Siamo alla fine del 2006 e Abu Musab al-Zarqawi, leader di Al Qaeda in Iraq, è morto da poco. Al suo posto si sta imponendoAbu Bakr Al Baghdadi, che farà fare il “salto di qualità” al movimento jihadista fondato da Osama Bin Laden e che riuscirà a riunire attorno a sé un numero sempre maggiore di estremisti sunniti. Per otto anni Isis vive nel silenzio più totale dei media occidentali, poi però, cambia qualcosa.
Un uomo vestito completamente di nero, Jihadi John, buca gli schermi delle televisioni mondiali. Il motivo? Un filmato in cui decapita un fotoreporter americano di nome James Foley. Isis scopre la potenza dell’immagine e l’Occidente scopre Isis,
Io vi dico: siamo in battaglia, e più della metà di essa si svolge sul campo di battaglia dei media (Ayman al-Zawahiri)
I filmati dello Stato islamico non vogliono solo infondere terrore negli occidentali, ma anche, come scrive Bruno Ballardini in Isis. Il marketing dell’Apocalisse, “valorizzare l’immagine dei mujaheddin mitizzandoli e, in definitiva, infondere coraggio a coloro che devono ancora decidere di aderire al jihad. In questo senso, i video degli sgozzamenti sono rivolti principalmente all’arruolamento di nuovi combattenti”.
Sono video realizzati con tecniche sopraffine. Tutto è curato fin nei più minimi dettagli. Il sangue si vede raramente per non turbare chi sta guardando. Le menti dei filmati lavorano principalmente per l’al Hayat media center. Ma concretamente come vengono realizzati? Ce lo spiega, ancora una volta, Bruno Ballardini. I filmati vengono realizzati da cellule e “ciascuna cellula è composta in genere da due operatori per la produzione e la post produzione. Ad essi si aggiungono due ‘manager’ grazie ai quali la cellula viene a dotarsi di una parziale autonomia, attenendosi pur sempre alle linee guida interne stabilite dalla sigla di appartenenza”. Ci sono furgoncini che trasportano gli operatori, sempre pronti a fare riprese in prima linea. I video vengono montati in centri specializzati e, a volte, ci vogliono mesi per elaborarli in maniera definitiva.

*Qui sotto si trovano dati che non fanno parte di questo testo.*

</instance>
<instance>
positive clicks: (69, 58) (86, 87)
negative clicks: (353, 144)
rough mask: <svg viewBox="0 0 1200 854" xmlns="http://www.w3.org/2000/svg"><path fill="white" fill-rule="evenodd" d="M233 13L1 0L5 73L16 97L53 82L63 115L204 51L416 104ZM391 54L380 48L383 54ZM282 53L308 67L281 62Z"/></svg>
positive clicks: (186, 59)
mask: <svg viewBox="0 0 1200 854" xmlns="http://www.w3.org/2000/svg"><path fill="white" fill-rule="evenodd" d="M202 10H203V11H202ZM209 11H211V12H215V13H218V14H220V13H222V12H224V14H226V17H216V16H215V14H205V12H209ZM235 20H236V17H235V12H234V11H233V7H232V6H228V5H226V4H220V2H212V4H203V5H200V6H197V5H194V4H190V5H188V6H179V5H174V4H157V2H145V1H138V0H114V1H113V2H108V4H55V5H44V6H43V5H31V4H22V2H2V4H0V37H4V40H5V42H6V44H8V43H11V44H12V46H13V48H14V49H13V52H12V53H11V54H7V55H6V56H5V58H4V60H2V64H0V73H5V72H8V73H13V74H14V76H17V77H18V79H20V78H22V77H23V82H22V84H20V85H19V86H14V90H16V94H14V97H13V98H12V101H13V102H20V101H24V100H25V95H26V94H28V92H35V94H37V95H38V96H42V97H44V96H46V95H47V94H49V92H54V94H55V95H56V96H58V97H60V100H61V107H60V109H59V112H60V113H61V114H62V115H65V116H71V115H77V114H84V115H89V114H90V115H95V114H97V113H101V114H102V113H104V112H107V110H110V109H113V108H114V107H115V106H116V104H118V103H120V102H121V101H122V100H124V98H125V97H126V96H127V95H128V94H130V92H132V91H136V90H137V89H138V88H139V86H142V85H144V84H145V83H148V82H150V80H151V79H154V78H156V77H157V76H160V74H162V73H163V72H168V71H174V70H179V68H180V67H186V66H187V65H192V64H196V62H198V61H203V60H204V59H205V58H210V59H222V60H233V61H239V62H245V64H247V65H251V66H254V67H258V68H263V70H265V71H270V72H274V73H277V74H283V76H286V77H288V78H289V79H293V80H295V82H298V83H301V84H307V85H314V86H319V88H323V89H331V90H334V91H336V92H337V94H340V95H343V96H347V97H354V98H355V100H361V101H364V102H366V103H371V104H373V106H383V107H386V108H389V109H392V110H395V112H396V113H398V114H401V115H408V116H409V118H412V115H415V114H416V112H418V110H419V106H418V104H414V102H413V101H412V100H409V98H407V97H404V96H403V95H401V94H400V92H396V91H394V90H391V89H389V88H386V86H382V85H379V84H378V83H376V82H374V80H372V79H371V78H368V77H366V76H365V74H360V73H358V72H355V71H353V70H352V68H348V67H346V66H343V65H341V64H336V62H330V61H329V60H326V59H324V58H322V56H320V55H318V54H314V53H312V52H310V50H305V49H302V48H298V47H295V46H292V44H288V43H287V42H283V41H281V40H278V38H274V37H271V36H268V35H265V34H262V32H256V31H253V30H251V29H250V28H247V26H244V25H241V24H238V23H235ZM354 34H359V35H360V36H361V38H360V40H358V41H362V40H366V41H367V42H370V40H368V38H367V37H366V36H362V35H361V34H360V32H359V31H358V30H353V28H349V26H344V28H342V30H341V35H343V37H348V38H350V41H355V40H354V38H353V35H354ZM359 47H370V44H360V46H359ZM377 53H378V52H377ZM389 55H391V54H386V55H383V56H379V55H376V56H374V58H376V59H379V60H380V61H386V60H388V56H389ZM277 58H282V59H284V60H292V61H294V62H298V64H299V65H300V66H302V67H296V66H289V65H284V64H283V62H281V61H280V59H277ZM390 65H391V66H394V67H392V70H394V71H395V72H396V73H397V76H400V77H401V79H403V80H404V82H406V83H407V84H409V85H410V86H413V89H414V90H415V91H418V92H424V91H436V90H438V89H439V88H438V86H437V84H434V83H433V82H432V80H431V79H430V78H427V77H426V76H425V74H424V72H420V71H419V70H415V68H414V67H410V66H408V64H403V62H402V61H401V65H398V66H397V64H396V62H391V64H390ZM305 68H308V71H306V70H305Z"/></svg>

Probabilmente, dietro ai filmato dell’Isis ci sarebbero uomini e donne che hanno lavorato in società di comunicazione occidentale. È il caso, per esempio, di Ahmad Abousamra, laureato a Boston, regista dei filmati del terrore e ucciso da un raid Usa in Iraq a maggio dell’anno scorso.
Ma nei filmati dell’Isis ci sono anche errori (e vistosi) come ha documentato ilGiornale.it, riportando le opinioni di alcuni esperti americani sul video che mostra l’esecuzione di 21 cristiani copti sulle coste libiche.
Per Veryan Khan, responsabile del Terrorism Research & Analysis Consortium (Trac), il boia dei cristiani copti sarebbe “troppo grande rispetto alla sfondo”e la sua testa non sarebbe proporzionata rispetto al resto della scena. Stesso discorso per i miliziani che lo accompagnano: sembrano alti due metri. C’è poi un’altra anomalia: il rumore del mare in sottofondo, troppo simile a “una colonna sonora conosciuta e usata in molti filmati”. Mary Lambert si spinge ancora più in là affermando che il sangue sarebbe un falso realizzato con l’aiuto di un computer: “Il sangue che sgorga da una ferita ha un colore molto più scuro di quello visto nella fase dello sgozzamento”.